Re: DNSBL Comparison 20091010
On 10/10/2009 09:10 PM, Benny Pedersen wrote: On søn 11 okt 2009 02:31:58 CEST, John Rudd wrote On Sat, Oct 10, 2009 at 16:44, Warren Togami wrote: Given that zen.spamhaus.org is a combination of XBL and PBL, this data seems to confirm the good reputation of Spamhaus. Er.. Zen is a combination of SBL, XBL, and PBL. Not just the XBL and PBL. and also CSS http://ruleqa.spamassassin.org/20091010-r823821-n I know, but SBL and CSS had negligible and zero hits so I didn't bother mentioning it.
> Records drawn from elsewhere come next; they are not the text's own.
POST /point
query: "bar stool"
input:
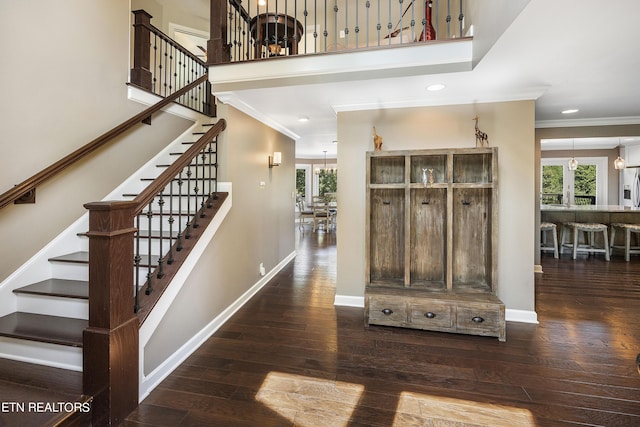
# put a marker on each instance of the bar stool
(589, 228)
(628, 229)
(545, 228)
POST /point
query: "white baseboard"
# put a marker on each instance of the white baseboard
(511, 315)
(348, 301)
(151, 381)
(522, 316)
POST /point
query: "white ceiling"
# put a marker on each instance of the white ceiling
(582, 54)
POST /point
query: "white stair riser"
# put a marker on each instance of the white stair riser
(69, 271)
(59, 356)
(77, 271)
(55, 306)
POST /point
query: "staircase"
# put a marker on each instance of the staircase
(44, 304)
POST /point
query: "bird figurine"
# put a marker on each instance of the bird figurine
(482, 140)
(377, 140)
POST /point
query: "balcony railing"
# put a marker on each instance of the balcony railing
(259, 29)
(162, 66)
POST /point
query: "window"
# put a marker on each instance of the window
(587, 185)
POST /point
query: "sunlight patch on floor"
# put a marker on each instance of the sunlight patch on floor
(309, 402)
(418, 409)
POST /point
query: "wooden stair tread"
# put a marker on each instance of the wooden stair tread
(43, 328)
(57, 288)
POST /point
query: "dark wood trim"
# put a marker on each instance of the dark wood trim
(141, 71)
(31, 183)
(217, 47)
(110, 342)
(147, 195)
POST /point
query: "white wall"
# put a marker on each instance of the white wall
(510, 127)
(259, 229)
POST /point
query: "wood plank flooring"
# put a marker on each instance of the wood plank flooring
(290, 357)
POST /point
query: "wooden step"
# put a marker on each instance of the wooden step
(43, 328)
(58, 288)
(82, 257)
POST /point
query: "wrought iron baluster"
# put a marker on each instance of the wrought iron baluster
(401, 20)
(215, 170)
(210, 180)
(448, 18)
(149, 263)
(162, 71)
(357, 27)
(413, 20)
(325, 32)
(161, 236)
(204, 182)
(389, 25)
(179, 236)
(172, 49)
(305, 13)
(136, 267)
(379, 25)
(174, 75)
(155, 63)
(346, 24)
(187, 230)
(315, 25)
(335, 19)
(368, 8)
(460, 19)
(171, 221)
(196, 190)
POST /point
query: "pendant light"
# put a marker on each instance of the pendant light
(619, 162)
(573, 163)
(330, 171)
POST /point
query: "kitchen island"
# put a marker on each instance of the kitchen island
(604, 214)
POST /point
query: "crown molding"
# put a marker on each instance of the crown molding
(610, 121)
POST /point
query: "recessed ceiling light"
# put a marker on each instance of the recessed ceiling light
(435, 87)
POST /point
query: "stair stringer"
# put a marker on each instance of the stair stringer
(39, 268)
(155, 317)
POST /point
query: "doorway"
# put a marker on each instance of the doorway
(586, 185)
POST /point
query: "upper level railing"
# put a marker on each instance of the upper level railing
(267, 28)
(162, 66)
(25, 191)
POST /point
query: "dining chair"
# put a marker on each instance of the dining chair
(304, 213)
(321, 215)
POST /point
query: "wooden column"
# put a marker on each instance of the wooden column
(110, 342)
(141, 71)
(218, 51)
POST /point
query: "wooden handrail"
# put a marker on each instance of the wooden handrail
(152, 190)
(31, 183)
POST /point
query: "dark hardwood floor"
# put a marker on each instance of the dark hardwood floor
(289, 357)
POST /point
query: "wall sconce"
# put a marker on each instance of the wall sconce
(275, 160)
(619, 162)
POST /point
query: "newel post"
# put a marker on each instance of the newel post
(110, 342)
(141, 71)
(218, 51)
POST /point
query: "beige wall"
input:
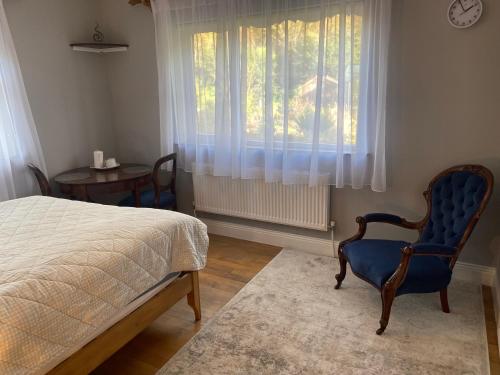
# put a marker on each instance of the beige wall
(68, 91)
(443, 102)
(443, 109)
(133, 80)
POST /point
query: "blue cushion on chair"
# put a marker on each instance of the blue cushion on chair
(167, 199)
(377, 260)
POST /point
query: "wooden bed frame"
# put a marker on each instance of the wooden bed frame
(103, 346)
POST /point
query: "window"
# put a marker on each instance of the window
(290, 91)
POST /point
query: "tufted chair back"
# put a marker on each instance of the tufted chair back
(456, 198)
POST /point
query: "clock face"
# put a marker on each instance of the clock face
(464, 13)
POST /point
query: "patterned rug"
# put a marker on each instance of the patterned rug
(290, 320)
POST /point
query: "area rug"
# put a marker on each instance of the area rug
(290, 320)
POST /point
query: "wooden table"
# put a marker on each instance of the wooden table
(127, 177)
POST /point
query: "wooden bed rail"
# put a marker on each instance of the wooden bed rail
(106, 344)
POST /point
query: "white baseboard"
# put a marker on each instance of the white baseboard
(463, 271)
(475, 273)
(270, 237)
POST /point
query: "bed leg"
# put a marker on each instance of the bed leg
(194, 296)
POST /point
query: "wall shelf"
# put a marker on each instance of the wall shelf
(99, 47)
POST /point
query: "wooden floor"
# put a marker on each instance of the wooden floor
(231, 264)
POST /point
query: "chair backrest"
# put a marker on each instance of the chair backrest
(156, 173)
(456, 199)
(45, 188)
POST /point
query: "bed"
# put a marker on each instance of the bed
(78, 280)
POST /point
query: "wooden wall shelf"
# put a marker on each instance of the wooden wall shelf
(99, 47)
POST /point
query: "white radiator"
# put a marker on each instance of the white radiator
(296, 205)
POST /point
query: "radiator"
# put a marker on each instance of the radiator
(296, 205)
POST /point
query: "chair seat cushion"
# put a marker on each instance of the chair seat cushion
(377, 260)
(167, 200)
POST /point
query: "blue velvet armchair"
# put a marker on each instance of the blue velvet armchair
(455, 200)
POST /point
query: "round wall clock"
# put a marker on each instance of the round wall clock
(464, 13)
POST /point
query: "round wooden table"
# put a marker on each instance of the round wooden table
(127, 177)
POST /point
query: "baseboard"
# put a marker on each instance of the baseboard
(475, 273)
(271, 237)
(463, 271)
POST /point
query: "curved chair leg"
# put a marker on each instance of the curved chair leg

Warren
Re: DNSBL Comparison 20091010
On søn 11 okt 2009 02:31:58 CEST, John Rudd wrote On Sat, Oct 10, 2009 at 16:44, Warren Togami wrote: Given that zen.spamhaus.org is a combination of XBL and PBL, this data seems to confirm the good reputation of Spamhaus. Er.. Zen is a combination of SBL, XBL, and PBL. Not just the XBL and PBL. and also CSS -- xpoint
Re: DNSBL Comparison 20091010
On 10/10/2009 08:55 PM, João Gouveia wrote: Hi Warren, If you don't mind me asking, how does this kind of comparison take into account the dynamic nature of zombie infected machines? For example, an IP address may be infected at some point, and be listed in XBL, but later the client IP address changes (e.g. new DHCP lease) or simply gets "cleaned" and eventually expires from XBL. If I remember correctly, these comparisons are made using a spam/ham corpus that doesn't change that often. Wouldn't that cause FPs or FNs that in a real time scenario would not show up? Right, these results are not entirely precise to reflect how these blacklists behave right at this very moment. It is impressive however that despite PSBL or XBL listing current active abusers, their numbers demonstrate very high safety ratings. If you look at the ruleqa URL and click on those individual rules you can see how well those rules worked for the past week and 2nd week. Those counts are closer to current results. Warren Togami wtog...@redhat.com
Re: DNSBL Comparison 20091010
On Sat, Oct 10, 2009 at 16:44, Warren Togami wrote: > Given that zen.spamhaus.org is a combination of XBL and PBL, this > data seems to confirm the good reputation of Spamhaus. Er.. Zen is a combination of SBL, XBL, and PBL. Not just the XBL and PBL.